In a tweet, Lina Khan wrote, "I’m so grateful to the Senate for my confirmation. Congress created the FTC to safeguard fair competition and protect consumers, workers, and honest businesses from unfair & deceptive practices. I look forward to upholding this mission with vigour and serving the American public."
Who is Lina Khan?
Lina Khan was born to Pakistani parents in London and moved to the US at the age of 11. She graduated from Williams College and Yale Law School.
Prior to becoming Chair of the FTC, Khan was an associate professor of law at Columbia Law School, where she taught and wrote about antitrust law, infrastructure industries law, and the anti-monopoly tradition.
Her scholarship on antitrust and competition policy has been published in the Columbia Law Review, Harvard Law Review, University of Chicago Law Review, and Yale Law Journal.
Khan has previously served as counsel to the US House Judiciary Committee’s Subcommittee on Antitrust, Commercial, and Administrative Law, was legal adviser to FTC Commissioner Rohit Chopra, and legal director at the Open Markets Institute.
In 2018, The New York Times had called her "Amazon’s Antitrust Antagonist."
Khan is known for her unconventional proposals to counter the tech giants’ power.  In 2017, while studying law, she wrote a paper accusing Amazon of their anti-competitive practices and even went to the extent of mentioning the existing US anti-competition laws were not strong enough when it came to the e-commerce industry.
Khan was one of the authors of the panel’s report on the investigation, which accused the tech firms of abusing their roles as gatekeepers in the digital economy and in the process eroding innovation, entrepreneurship, privacy, and consumer choice.

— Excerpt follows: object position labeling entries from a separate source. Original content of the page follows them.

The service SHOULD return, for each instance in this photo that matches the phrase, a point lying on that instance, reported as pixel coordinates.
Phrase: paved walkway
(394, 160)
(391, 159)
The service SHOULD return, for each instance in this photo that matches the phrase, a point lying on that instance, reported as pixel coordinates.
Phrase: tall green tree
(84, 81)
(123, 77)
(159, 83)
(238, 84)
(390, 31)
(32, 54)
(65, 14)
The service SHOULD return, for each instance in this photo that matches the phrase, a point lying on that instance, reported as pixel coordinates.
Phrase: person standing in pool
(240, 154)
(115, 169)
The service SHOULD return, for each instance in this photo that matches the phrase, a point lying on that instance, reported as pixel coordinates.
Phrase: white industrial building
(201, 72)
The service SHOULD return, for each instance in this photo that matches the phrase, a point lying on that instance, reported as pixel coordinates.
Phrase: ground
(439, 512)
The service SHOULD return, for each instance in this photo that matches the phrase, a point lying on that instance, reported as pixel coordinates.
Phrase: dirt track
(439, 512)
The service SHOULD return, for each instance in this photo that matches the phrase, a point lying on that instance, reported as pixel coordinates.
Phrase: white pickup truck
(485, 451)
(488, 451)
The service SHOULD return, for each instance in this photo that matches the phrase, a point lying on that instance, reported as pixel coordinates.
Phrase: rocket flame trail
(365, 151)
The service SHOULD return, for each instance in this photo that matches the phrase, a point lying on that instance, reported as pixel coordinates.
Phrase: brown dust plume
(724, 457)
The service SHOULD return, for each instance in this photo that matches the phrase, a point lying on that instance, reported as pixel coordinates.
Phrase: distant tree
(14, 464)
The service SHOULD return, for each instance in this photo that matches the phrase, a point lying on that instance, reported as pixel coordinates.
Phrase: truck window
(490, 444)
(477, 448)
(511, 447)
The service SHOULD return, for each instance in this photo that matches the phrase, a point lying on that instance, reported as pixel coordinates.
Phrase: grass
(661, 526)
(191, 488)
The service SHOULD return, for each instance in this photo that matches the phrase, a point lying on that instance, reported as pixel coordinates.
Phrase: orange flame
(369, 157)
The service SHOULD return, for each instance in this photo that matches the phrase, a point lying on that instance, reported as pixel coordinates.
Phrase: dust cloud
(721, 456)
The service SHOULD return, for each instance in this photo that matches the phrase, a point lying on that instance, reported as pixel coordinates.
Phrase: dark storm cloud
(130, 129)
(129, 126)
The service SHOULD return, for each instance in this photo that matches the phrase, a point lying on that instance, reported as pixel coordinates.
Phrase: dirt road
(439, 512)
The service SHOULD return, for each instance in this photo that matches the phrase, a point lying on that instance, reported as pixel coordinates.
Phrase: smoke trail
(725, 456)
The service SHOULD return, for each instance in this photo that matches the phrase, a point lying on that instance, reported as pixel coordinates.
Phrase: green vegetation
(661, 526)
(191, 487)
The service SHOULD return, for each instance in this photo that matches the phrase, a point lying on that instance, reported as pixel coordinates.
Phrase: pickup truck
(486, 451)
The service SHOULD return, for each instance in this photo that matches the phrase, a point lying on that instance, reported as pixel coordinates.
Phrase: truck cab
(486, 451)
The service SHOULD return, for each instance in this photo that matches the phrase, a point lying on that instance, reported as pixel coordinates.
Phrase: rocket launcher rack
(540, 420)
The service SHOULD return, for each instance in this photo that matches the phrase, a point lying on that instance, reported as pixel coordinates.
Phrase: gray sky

It also included a series of recommendations for reforms to antitrust laws.
With her appointment, the US administration has sent a clear message to the big tech companies to be on guard and that they will likely be regulated unlike earlier when former President Barack Obama had followed a largely hands-off policy.
The tech industry has voiced their concern with NetChoice, whose members include Amazon, Google, and Amazon, saying, “Lina Khan’s antitrust activism detracts from the Federal Trade Commission’s reputation as an impartial body that enforces the law in a non-discriminatory fashion.”
Ahead of Khan's appointment, Google and Amazon declined comment and Apple and Facebook did not respond to a request for comment.
Senator Elizabeth Warren, who called for breaking up tech companies when she was campaigning for the Democratic nomination for US President, gave a thumbs up to her appointment.
She described it as “a huge opportunity to make big, structural change by reviving antitrust enforcement and fighting monopolies that threaten our economy, our society, and our democracy.”
Senator Amy Klobuchar, another moderate Democrat who has advocated for broad reforms to US competition law, said, “I think she is an out-of-the-box thinker, someone who will look at these things in the forward-looking way we need to look at tech today.”